Historically, the standard of care was graft explantation and reconstruction with an extra-anatomic bypass, most commonly an axillary-bifemoral bypass. However, current data have shown the safety and efficacy of in situ reconstruction with comparable short-term and long-term outcomes.6 In situ reconstruction has a better patency, avoids the dreaded complication of a stump blowout, has a decreased rate of ascending renal artery thrombosis, and maintains colonic perfusion through the inferior mesenteric artery (IMA) if required.1,2 Traditionally, this has been done through a midline incision and the transperitoneal approach. We described an alternative approach through a left-sided retroperitoneal incision to excise the infected graft and perform an in situ revascularization with a Rifampin-soaked Dacron graft as a single stage operation.

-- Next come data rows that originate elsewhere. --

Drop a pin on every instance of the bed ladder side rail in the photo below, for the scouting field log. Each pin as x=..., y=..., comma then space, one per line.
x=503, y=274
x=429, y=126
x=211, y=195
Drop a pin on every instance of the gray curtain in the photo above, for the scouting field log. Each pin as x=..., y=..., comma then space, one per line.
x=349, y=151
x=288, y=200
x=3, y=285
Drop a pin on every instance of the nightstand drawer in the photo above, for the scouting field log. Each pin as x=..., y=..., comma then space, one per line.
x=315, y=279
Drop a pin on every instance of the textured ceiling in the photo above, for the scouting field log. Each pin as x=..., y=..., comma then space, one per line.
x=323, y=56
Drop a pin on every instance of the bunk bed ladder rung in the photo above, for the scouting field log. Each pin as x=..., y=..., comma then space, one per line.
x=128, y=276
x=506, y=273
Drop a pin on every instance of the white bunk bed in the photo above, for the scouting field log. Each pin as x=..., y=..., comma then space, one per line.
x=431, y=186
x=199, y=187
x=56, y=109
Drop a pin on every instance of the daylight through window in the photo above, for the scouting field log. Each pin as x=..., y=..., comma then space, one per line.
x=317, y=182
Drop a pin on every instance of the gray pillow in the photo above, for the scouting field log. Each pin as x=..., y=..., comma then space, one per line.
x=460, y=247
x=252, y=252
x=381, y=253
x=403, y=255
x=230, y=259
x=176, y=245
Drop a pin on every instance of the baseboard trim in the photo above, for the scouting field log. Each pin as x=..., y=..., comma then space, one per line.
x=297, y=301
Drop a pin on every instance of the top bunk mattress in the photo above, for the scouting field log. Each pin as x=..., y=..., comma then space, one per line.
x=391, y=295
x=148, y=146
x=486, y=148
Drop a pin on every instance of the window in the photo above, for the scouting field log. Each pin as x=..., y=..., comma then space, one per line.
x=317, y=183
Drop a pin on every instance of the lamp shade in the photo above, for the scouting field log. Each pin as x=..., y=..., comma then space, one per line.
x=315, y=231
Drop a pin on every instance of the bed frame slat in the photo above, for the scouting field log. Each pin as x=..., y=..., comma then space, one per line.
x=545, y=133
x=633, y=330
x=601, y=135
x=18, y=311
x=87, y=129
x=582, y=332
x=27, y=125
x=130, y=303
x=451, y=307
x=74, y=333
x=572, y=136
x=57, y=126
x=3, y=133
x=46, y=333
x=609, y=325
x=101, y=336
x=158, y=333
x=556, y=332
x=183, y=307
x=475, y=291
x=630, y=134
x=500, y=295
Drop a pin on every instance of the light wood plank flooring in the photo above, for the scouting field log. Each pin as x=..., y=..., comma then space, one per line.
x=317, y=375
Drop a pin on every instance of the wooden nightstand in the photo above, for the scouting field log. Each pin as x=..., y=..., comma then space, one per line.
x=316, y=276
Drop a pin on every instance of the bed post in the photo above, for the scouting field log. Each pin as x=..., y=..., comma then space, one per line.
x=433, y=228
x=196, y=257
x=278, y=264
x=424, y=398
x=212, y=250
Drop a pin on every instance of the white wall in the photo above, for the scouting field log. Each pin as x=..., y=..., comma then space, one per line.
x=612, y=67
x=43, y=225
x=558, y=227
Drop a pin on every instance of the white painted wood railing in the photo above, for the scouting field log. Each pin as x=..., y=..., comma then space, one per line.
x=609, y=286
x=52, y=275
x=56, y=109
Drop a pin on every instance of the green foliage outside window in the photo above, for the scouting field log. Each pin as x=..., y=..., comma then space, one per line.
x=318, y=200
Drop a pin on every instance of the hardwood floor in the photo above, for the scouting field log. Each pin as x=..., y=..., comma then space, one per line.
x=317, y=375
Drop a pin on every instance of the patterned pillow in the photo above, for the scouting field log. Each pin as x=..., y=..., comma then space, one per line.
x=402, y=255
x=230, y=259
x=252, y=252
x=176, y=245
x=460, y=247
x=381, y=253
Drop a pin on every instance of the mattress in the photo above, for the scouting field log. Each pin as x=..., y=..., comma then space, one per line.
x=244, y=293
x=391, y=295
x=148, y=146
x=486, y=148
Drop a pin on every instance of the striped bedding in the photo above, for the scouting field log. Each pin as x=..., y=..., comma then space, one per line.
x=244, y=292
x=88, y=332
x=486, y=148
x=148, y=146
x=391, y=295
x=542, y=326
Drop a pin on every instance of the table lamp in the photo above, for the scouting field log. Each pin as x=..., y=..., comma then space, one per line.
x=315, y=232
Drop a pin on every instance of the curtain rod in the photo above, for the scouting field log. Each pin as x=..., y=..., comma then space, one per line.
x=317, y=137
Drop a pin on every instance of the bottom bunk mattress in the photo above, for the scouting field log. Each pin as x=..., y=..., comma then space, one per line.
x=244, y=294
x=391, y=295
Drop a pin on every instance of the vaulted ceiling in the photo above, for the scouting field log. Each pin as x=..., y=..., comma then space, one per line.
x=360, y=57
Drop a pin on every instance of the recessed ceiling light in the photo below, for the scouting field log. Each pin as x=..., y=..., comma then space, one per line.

The retroperitoneal approach is safe and feasible in the setting of an infected aortic graft. It avoids the re-operative planes and adhesions and therefore results in less blood loss. Avoidance of enteric contents, bowel manipulation, and possible intestinal desiccation have been postulated to reduce the length of post-operative ileus and earlier tolerance of an enteral diet.7 There is a lower incidence of pulmonary complications and a shorter intensive care unit (ICU) and overall hospital stay. It also allows a wider exposure of the aorta further facilitating proximal control above the infected field without the need for a thoracotomy for proximal control.8

The retroperitoneal technique does provide adequate exposure to the enteric segment of interest, the third and fourth portion of the duodenum, as illustrated in our case. And although most general surgeons are not familiar with this approach, they were able to perform the duodenal resection and a primary stapled anastomosis with ease and minimal contamination. Key objectives should include omental interposition and avoidance of primary closure of the duodenal fistula as the sole duodenal intervention.9

Another variation of the traditional technique is the placement of the rifampin-soaked graft prior to excision of the previous graft. It involves obtaining proximal control outside the infected field and tunneling in a clean plane. This has been done to avoid contamination from enteric spillage, work in a non-infected plane, and reduce clamp time and eventual total ischemia time. Darling et al. described a similar technique for retroperitoneal proximal control/anastomosis and tunneling in a clean plane; however, another incision through the midline was performed for transperitoneal graft excision and enteric repair.10 Additionally, exclusion and bypass has been shown to be safe and efficacious in treating aneurysmal disease and this could be applied to infected grafts that were initially placed for aortic aneurysms to address the long-term risk of aneurysmal rupture from their primary disease. Furthermore, this method rapidly restores blood flow to the lower extremities, thus reducing total ischemia time.11

Conclusion

The retroperitoneal approach has been shown to be equivalent to its transperitoneal counterpart in many aspects of treating aortic disease. It has also been shown to be superior in others, including but not limited to, faster return of bowel function, decreased respiratory complications, less blood loss and shorter length of stay in the ICU and hospital.12 We recommend adding this approach to every vascular surgeons operative armamentarium when it comes to managing AEF. This might be especially helpful in avoiding re-operative planes, thus minimizing blood loss and iatrogenic bowel injury, better aortic exposure, and adequate access to the duodenum.

Footnotes

Declaration of conflicting interests: The author(s) declared no potential conflicts of interest with respect to the research, authorship, and/or publication of this article.

Funding: The author(s) received no financial support for the research, authorship, and/or publication of this article.

Informed Consent: Written consent was obtained from the patient to publish the findings of this clinical case while complying with HIPAA law.